Pick List: Laurie Anderson, Calidore String Quartet, ‘The Brief Wondrous Life of Oscar Wao’

Seattle’s best entertainment events of the week.

CLASSICAL, ETC.

Though he couldn’t have known it for sure, Schubert may have intuited that his String Quintet, finished just a couple of months before he died in November 1828, would be one of his last major works—not a tragic piece but a valedictory one in its spaciousness and immense emotional range, as if he were taking one final opportunity to say everything he had to say. My favorite recording of the Quintet—by which I mean the one that best makes the case that this is the greatest piece of chamber music ever written—combines the Emerson String Quartet and cellist Mstislav Rostropovich. David Finckel was the Emerson’s cellist on that 1992 disc, and now, off on his own, he’s joining the younger Calidore String Quartet for this performance. Meany Center, UW campus, meanycenter.org. $40–$48. 7:30 p.m. Tues., April 24.

VISUAL ARTS

Project 42, an ongoing series by Bellevue College faculty member Jono Vaughan, memorializes, via textiles made into garments, the lives of 42 murdered transgender individuals. The garments are given to collaborators—dancers or other performing artists—who use the garment in their own performances and document the results. Seattle Art Museum, seattleart museum.org. Opens April 21. Open Wed.–Sun. Ends Aug. 5.

FILM

For Green Fog, director Guy Maddin turned his attention from his native Winnipeg—setting for so many of his neurotically heightened, surreally stylized hommages to filmmaking methods of the ’20s and ’30s—to San Francisco. He describes it as a “parallel-universe version” of Vertigo, rethinking Hitchcock using found footage of the Bay Area. Northwest Film Forum, nwfilmforum.org. $7–$12. 8:15 p.m. Fri., April 20; 4:30 & 7:45 p.m. Sat., April 21; 7:15 p.m. Sun., April 22.

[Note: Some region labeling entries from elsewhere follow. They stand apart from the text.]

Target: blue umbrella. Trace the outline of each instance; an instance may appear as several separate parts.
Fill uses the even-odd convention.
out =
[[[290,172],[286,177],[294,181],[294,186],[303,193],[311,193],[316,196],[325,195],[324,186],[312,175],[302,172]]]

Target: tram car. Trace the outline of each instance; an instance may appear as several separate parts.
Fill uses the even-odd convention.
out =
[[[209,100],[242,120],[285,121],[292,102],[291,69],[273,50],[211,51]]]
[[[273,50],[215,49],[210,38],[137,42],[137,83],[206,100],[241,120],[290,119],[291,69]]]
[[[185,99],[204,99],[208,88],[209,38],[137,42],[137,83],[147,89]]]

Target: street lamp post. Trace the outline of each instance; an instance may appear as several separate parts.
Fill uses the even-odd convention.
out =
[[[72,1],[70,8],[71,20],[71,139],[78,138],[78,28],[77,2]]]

Features, shorts, workshops, discussions, a Youth Film Showcase, and Saturday’s Hep Cat Ball (at MOHAI) fill four days in the 15th annual Langston Hughes Film Festival. The closing-night film, 6 p.m. Sunday, is My People Are Rising, Raphael Flores’ doc based on the 2012 memoir of Seattle activist Aaron Dixon, a founder of the Seattle chapter of the Black Panthers. Nikkita Oliver hosts. See langstonseattle.org for complete lineup. Langston Hughes Performing Arts Institute. Pass $90, single tickets $7–$12. Thurs., April 19–Sun., April 22.

MUSIC

The performance-art pioneer who topped the pop charts, Laurie Anderson’s two most recent works came in the wake of Hurricane Sandy, which flooded her Manhattan house. One, Landfall, is a recording with the Kronos Quartet; the other, All the Things I Lost in the Flood, is a collection of essays, looking back over 40 years of her work and examining her use of stories and language. She’s also turned this book into a performance, combining, as usual for her, visuals, electronics, and her magically rich and serene storytelling voice. The Neptune, stgpresents.org. $35–$40. 7 p.m. Sun., April 22.

STAGE

It’s not easy growing up as an overweight sci-fi and fantasy-loving Dominican boy in New Jersey. It’s even harder when your family is cursed. Expect an engaging dose of magical realism in Literature to Life/Young Audiences of New York’s adaptation of Junot Díaz’s Pulitzer Prize-winning novel The Brief Wondrous Life of Oscar Wao into a one-man show; Elvis Nolasco (pictured) plays 30 characters. As Oscar grows from a boy struggling to find love (or at least lose his virginity) to a man still looking for that connection, the story interweaves his family history, supernatural mongooses, and more unexpected turns. SETH SOMMERFELD Center Theatre, Seattle Center Armory, book-it.org. $26–$50. 7:30 p.m. Wed.–Sat. & 2 p.m. Sun., plus 2 p.m. Wed., April 25 and Sat., May 5. Ends May 6.